When Hutch learns that the thieves may have taken his daughter’s kitty-kat bracelet, something changes in his demeanor. He heads to his father’s retirement home and retrieves a gun from a box that also contains a bunch of money and various fake IDs. Again, we have to question who Hutch really is. He begins a search for the robbers, based on a tattoo he saw on one of them. This eventually tracks down the husband and wife thieves but stops short of killing them when he sees they have a baby in the other room. Frustrated, he grabs a bus home. But, when a bunch of drunken idiots get on the bus and start harassing a woman, Hutch seems to make a decision. He initially pulls his gun, but then proceeds to beat the daylights out of them, as he seems to almost be remembering how to fight as the scene proceeds. The fight puts the entire crew into the hospital, with one only alive because Hutch stops to clear his airway before leaving the bus. It turns out that thug is the brother of a vicious Russian crime lord, who demands vengeance.
I’m Nobody
This leads to the reveal that Hutch isn’t Hutch at all. In fact, we don’t really know what his name is. When he worked for the CIA as their ultimate problem solver, he was simply called Nobody. Nobody spent his career cleaning up messes, making people disappear, and generally being a one-man hit squad. As his skills return, the action escalates with the crime lord hot on his trail. When that leads to another much more violent home invasion, Hutch calmly puts his family in the basement and goes to work taking the crew of assassins apart. He eventually gets his family in a car and sends them out of town to safety, asking them to trust him and he will explain everything once this is all over.

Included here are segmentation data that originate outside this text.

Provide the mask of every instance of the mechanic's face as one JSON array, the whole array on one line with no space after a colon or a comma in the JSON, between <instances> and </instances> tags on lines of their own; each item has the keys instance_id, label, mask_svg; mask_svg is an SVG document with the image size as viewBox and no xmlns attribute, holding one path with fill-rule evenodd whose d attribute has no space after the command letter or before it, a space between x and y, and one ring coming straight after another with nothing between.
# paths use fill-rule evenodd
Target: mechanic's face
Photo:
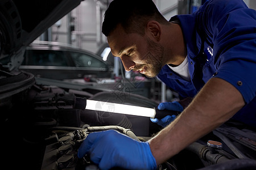
<instances>
[{"instance_id":1,"label":"mechanic's face","mask_svg":"<svg viewBox=\"0 0 256 170\"><path fill-rule=\"evenodd\" d=\"M118 26L108 40L112 54L121 58L126 71L154 77L163 66L163 47L146 36L127 34Z\"/></svg>"}]
</instances>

With his family out of harm’s way, we learn a bit more about how Hutch retired from his government clean-up work in search of simple down-to-earth happiness. But, he admits in a hilarious conversation he is having with a bunch of dead and dying assassins that he may have overcorrected a bit in trying to tone down his violent tendencies.
His elderly father is the next target but proves to be more than a match for the two assassins who visit his room at the retirement home. It starts to look like Hutch was just taking on the family business from what we learn of his father and brother in the final scenes as they help him take down the crime lord in spectacular fashion.
A Spin on John Wick
The action sequences and even some plot points borrow heavily from movies like John Wick but do it in a way that makes them seem like an homage to those previous action thrillers, rather than a rip-off of their ideas. The action is intense, visceral, and wonderfully amusing in many cases. Odenkirk is extremely fun to watch in the role as he changes from everyman to trained killer in a way that feels very natural. In all those ways it is more successful than a film like Gunpowder Milkshake.
Watch it or Not?
If you liked any of the John Wick movies, then I am almost certain you will like Nobody. It’s a fun over-the-top action movie with some strong performances as it goes through a predictable, but entertaining plot.